Sedangkan uquq artinya memotong (seperti halnya aqiqah yaitu memotong kambing). Uququl walidain adalah gangguan yang ditimbulkan seorang anak terhadap kedua orang tuanya baik berupa perkataan maupun perbuatan. Contoh gangguan dari seorang anak kepada kedua orang tuanya yang berupa perkataan yaitu dengan mengatakan ‘ah’ atau ‘cis’, berkata dengan kalimat yang keras atau menyakitkan hati, menggertak, mencaci dan yang lainnya.
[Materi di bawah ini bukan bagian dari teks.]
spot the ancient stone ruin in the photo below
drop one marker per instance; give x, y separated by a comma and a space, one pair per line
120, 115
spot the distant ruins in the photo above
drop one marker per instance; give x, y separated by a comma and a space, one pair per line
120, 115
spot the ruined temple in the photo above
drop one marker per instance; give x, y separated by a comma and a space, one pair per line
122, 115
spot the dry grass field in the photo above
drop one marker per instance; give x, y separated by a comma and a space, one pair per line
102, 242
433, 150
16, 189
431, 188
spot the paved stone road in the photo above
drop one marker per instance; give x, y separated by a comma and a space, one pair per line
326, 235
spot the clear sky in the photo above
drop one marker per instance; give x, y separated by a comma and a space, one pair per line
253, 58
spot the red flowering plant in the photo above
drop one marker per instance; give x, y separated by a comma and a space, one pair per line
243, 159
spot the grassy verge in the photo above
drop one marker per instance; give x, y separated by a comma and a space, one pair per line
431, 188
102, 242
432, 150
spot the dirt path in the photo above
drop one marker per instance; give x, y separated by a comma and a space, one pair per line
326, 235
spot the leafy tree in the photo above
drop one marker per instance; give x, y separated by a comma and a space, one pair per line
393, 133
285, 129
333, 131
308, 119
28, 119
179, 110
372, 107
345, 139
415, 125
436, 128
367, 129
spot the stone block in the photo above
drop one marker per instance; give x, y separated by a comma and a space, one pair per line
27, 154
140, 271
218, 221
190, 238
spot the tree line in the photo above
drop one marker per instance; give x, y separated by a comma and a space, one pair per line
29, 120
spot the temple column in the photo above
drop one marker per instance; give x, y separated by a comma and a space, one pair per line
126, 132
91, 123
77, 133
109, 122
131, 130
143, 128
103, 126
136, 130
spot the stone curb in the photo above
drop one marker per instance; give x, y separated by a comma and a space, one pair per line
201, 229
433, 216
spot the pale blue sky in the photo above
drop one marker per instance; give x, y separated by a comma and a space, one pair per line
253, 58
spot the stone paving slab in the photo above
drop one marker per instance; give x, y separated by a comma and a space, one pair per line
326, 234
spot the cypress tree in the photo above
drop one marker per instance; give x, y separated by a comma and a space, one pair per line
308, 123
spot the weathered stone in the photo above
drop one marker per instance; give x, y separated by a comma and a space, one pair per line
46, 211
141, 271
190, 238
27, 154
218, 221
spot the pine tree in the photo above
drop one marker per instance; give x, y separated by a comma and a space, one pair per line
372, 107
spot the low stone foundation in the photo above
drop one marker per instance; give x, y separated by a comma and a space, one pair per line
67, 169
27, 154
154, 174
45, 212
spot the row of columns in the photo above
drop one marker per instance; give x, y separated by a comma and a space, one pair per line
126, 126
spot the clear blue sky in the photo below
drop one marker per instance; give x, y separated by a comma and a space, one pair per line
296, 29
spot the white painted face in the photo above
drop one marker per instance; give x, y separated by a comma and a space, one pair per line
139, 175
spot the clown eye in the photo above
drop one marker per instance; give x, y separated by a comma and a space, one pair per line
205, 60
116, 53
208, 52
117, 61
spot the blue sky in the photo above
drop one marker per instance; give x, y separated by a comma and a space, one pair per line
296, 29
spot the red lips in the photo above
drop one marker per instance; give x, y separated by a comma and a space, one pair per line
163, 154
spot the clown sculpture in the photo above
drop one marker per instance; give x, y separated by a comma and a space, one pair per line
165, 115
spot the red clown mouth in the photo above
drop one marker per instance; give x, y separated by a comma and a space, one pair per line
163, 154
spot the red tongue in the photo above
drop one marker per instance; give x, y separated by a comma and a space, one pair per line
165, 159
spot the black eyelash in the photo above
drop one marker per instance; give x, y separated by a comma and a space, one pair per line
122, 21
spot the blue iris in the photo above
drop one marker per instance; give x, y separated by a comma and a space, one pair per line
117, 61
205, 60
Sedangkan yang berupa perbuatan adalah berlaku kasar seperti memukul dengan tangan atau kaki bila orang tua menginginkan sesuatu atau menyuruh untuk memenuhi keinginannya, membenci, tidak memperdulikan, tidak bersilaturahmi, atau tidak memberi nafkah kepada kedua orang tuanya yang miskin.
Berbakti Kepada orang tua merupakan sifat baarizah 'yang menonjol' dari para Nabi. Dalam surat Maryam ayat 30-34, Allah Ta’ala menjelaskan bahwa Isa bin Maryam adalah anak yang berbakti kepada Ibunya,
قَالَ إِنِّي عَبْدُ اللَّهِ آَتَانِيَ الْكِتَابَ وَجَعَلَنِي نَبِيًّا & وَجَعَلَنِي مُبَارَكًا أَيْنَ مَا كُنْتُ وَأَوْصَانِي بِالصَّلَاةِ وَالزَّكَاةِ مَا دُمْتُ حَيًّا & وَبَرًّا بِوَالِدَتِي وَلَمْ يَجْعَلْنِي جَبَّارًا شَقِيًّا & وَالسَّلَامُ عَلَيَّ يَوْمَ وُلِدْتُ وَيَوْمَ أَمُوتُ وَيَوْمَ أُبْعَثُ حَيًّا & ذَلِكَ عِيسَى ابْنُ مَرْيَمَ قَوْلَ الْحَقِّ الَّذِي فِيهِ يَمْتَرُونَ
“Berkata Isa: 'Sesungguhnya aku ini hamba Allah, yang memberi Al-Kitab (Injil), Dia menjadikan aku seorang nabi. (30) Dan Dia menjadikan akuseorang yang diberkahi dimana saja aku berada, dan dia memerintahkan kepadaku (melaksanakan) sholat dan (menunaikan) zakat selamaaku hidup. (31) Dan Allah memerintahkan aku berbakti kepada ibuku dan tidak menjadikan aku seorang yang sombong lagi celaka. (32) Dan kesejahteraan semoga dilimpahkan kepadaku, pada hari kelahiranku, pada hari wafatku, dan pada hari dibangkitkan kembali. (33) Itulah Isa putra Maryam, mengatakan perkataan yang benar dan mereka berbantahan tentang kebenarannya.' (34)” (QS Maryam ayat 19:30-34)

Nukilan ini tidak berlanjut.